And the Oscar Goes Boo: A Brief History of Booing at the Oscars
Photo by Frank Edwards/Fotos International/Getty Images
Celebrities are like landlords: There are no good ones. What’s more, our relationship with them is always parasitic and tinged with a grievous power imbalance. As Woody Harrelson reminded us recently on SNL, a lot of them are complete nutters, and instead of writing thinkpieces on what their behavior reveals about The State of Our Society, we should just laugh at these creeps before choosing to go outside, read some literature and hug our parents or whatever.
What’s worse than our inescapable hunger for celebrity is that the shiny, golden trophies they give them every March also seem to have a stranglehold on us—despite the actual Oscars ceremony being a guaranteed painful slog. But what’s more grating than the sardonic comedians making lukewarm jokes at the expense of movies they don’t care about is the notion that this industry’s awards show can be considered to be at the forefront of modern politics, or even that it has a political consciousness at all. No, I don’t mean in terms of nominating non-white, non-male talent (there’re enough op-eds on that topic already), but rather that the Academy Awards often like to purport that they have been keeping up with the urgent, radical changes of the world.
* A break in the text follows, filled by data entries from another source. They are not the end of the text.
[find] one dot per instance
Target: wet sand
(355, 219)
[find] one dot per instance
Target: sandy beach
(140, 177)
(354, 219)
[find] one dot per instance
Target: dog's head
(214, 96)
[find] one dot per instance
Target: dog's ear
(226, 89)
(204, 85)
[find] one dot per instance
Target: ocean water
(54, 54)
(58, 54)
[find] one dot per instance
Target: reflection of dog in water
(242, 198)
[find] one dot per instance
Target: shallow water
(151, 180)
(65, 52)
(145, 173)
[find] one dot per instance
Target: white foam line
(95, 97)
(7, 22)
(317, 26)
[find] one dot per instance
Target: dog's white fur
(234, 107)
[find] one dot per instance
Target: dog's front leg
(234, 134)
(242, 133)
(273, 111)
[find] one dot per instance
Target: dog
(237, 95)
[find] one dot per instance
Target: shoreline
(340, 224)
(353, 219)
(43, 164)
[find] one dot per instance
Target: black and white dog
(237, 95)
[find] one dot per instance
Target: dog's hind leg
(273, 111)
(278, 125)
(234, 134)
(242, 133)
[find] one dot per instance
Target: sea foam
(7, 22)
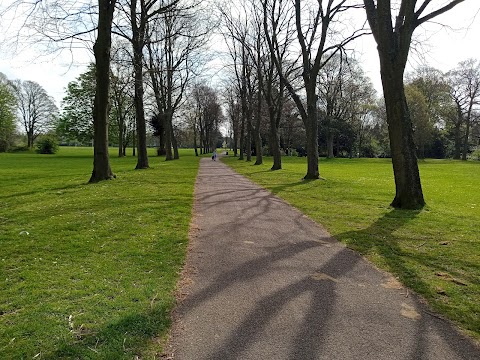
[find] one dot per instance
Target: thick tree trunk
(242, 137)
(311, 129)
(142, 160)
(330, 154)
(465, 141)
(101, 162)
(176, 155)
(121, 135)
(168, 137)
(195, 138)
(408, 187)
(275, 147)
(248, 141)
(458, 136)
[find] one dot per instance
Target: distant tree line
(292, 84)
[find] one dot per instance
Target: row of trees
(279, 51)
(279, 47)
(25, 104)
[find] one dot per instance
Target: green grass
(88, 271)
(435, 251)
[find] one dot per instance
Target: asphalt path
(263, 281)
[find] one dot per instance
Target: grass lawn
(435, 251)
(88, 271)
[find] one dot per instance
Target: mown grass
(87, 271)
(435, 251)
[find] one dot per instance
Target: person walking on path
(266, 282)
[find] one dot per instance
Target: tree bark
(393, 45)
(138, 32)
(408, 187)
(101, 162)
(311, 129)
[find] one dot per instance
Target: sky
(442, 47)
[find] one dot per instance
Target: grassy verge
(88, 271)
(436, 251)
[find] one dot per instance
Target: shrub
(475, 155)
(47, 145)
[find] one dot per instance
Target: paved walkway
(265, 282)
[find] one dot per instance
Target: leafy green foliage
(433, 251)
(76, 120)
(75, 125)
(7, 116)
(89, 270)
(47, 144)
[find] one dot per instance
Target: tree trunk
(195, 138)
(242, 136)
(311, 129)
(408, 188)
(101, 162)
(330, 154)
(168, 137)
(275, 147)
(458, 137)
(465, 142)
(121, 134)
(176, 155)
(142, 160)
(249, 139)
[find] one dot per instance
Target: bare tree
(392, 27)
(465, 91)
(101, 49)
(60, 24)
(138, 14)
(317, 24)
(176, 43)
(37, 110)
(277, 25)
It’s clear this year that the Oscars want to play politics again, showing a stance against Russia’s invasion of Ukraine by, in all likelihood, awarding Best Documentary to the anti-Putin Navalny and Best International Film to the ultra-modern war-in-Europe All Quiet on the Western Front. Maybe this lily-livered show of support would land better if they didn’t have a history of hounding any genuine political calls-to-action during the ceremony—something that only reveals the inescapable narcissism of celebrity voting bodies. Forget the standing ovation: The most memorable and telling crowd reaction at the Oscars is the boo.
Last year’s ceremony was a reminder of why you gotta tune in on Oscar night—something incredibly embarrassing might happen. Five years since they announced the wrong Best Picture winner, we had to make another sacrifice to the gods of cringe with another public display of celebrity hubris, granting us half a decade until, I don’t know, someone has to shoot Best Supporting Actor in the face. This may have been the most public Hollywood debacle ever televised (and if you listen to Will Smith’s speech, I swear you can hear some drowned-out boos), but it’s not like there haven’t been some loudly voiced disagreements with onstage oration over the Awards’ 94-year history. But, thanks to the glorious gift of hindsight, looking back at the times where people have booed presenters, nominees or winners reveals that, well, literally every person being booed was correct.
We’re not interested in the painfully awkward moments, where Sally Field, Jack Palance or Matthew McConaughey were weird, egotistical or annoying while receiving their award. Many critics have called speeches of this ilk “the worst” in the Academy’s history, a totally bogus claim. Who cares how awkward their speech is? They won the trophy and it’s two minutes of your time! Celebrities being narcissistic weirdos is part of the fun. We’re instead looking at the times where winners have expressed explicit political causes that, yes, may not exactly cause a swelling of change, but which they are entitled to—and to which the audience has responded with jeers and boos. In every case, this pageantry on the audience’s part has aged like milk, each time revealing how shallow and ignorant celebrities are with regards to things that actually matter.
Sometimes, the regressive political bias that greets explicitly political winners isn’t just a reflection of Hollywood’s limp integrity, it’s something that’s exploited to strengthen the entity being targeted. Allegedly, every one of Citizen Kane’s nine nominations was greeted with boos from the 1942 audience, undoubtedly a move from William Randolph Heart or his industry flatterers. The veracity of this claim is hampered by the fact that Orson Welles loves to embellish facts for narrative purposes (see: F for Fake) and that the 1942 Oscars weren’t televised because nobody had any televisions.